Dr. Shauna Kranendonk is a board-certified dermatologist in Palm Beach Gardens, Florida, who specializes in cosmetic and surgical dermatology and has been in private practice since 2000. Dr. Kranendonk’s knowledge in cosmetic dermatology is recognized nationally. In the past year, she has co-authored two textbook chapters, including “Skin Rejuvenation” in the surgical textbook Cosmesis of the Face and Jaw, and “Proprietary Peels” in the dermatology textbook Chemical Peels. Dr. Kranendonk shares her expertise with Coolibar on how to avoid scarring, age spots, new lines and wrinkles by using sun protection after chemical peels and laser treatments.

Everyday patients come into my office looking for ways to look younger.  For skin that is weathered from years of sun exposure, I recommend chemical peels and laser treatments.  These procedures can be performed on virtually any area of the body but most commonly are performed on the face, neck, chest, arms and legs. 

When educating patients about these treatments, I can’t emphasize enough the importance of sun protection, in the form of sunscreen and sun protective clothing. The healing process for peels, varies from 3-7 days.  Laser resurfacing is typically 7-10 days for face, longer for chest and lower extremities. Sunburn during the healing stage can result in scarring.  In addition, patients who don’t properly protect their skin from the sun following chemical peels or laser procedures are at risk for developing dark patches of skin in the treated areas. This complication is known as post-inflammatory hyperpigmentation.  With treatment, it can take up to several months to resolve.  It is much easier to prevent this complication by avoiding sun exposure during the healing phase. 
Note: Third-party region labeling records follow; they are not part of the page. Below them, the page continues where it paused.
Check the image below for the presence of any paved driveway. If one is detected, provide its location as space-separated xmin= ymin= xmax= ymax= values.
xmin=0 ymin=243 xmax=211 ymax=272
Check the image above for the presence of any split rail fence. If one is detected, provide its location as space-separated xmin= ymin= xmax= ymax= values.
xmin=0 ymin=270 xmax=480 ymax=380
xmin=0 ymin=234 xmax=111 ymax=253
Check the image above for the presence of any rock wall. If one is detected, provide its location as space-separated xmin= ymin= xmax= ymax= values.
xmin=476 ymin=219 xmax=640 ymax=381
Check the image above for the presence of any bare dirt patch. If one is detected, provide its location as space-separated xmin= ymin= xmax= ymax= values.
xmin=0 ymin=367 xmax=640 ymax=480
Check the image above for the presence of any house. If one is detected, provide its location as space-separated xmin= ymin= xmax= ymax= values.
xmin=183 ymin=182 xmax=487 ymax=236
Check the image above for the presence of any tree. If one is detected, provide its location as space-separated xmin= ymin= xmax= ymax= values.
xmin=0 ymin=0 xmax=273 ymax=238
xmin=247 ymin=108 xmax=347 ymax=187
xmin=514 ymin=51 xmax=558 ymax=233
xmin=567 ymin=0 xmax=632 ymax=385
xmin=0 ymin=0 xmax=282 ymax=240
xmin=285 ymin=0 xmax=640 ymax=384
The benefits of peels and procedures don’t wear off after a given length of time.  What I tell patients after their procedure is, we’ve turned the clock back, and now it starts ticking again.  Good sun protection will keep the clock ticking at a slower rate and sun exposure will speed it up.

Sun protective clothing helps keep the skin safe from sun exposure following skin rejuvenation procedures.  Sun protective clothing has the unique advantage of being a broad spectrum physical block, which won’t sweat off like sunscreens will.  In addition, many sunscreens sting and burn when applied to the skin, especially following chemical peels or laser treatments, and they don’t provide sufficient sun protection.  Sun protective lightweight breathable fabrics, such as Coolibar SUNTECT® fabrics, help keep the skin from overheating, providing comfortable, safe sun protection.  With sun protective clothing, sun-related complications can be avoided.  And, you can keep your skin healthy and beautiful for years to come.

Shauna Kranendonk, MD
Coastal Dermatology Cosmetic, Laser & Surgery Center

Disclaimer: The information provided by Coolibar and its contributors is general skin care information and should not be a substitute for obtaining medical advice from your physician and is not intended to diagnose or treat any specific medical problem.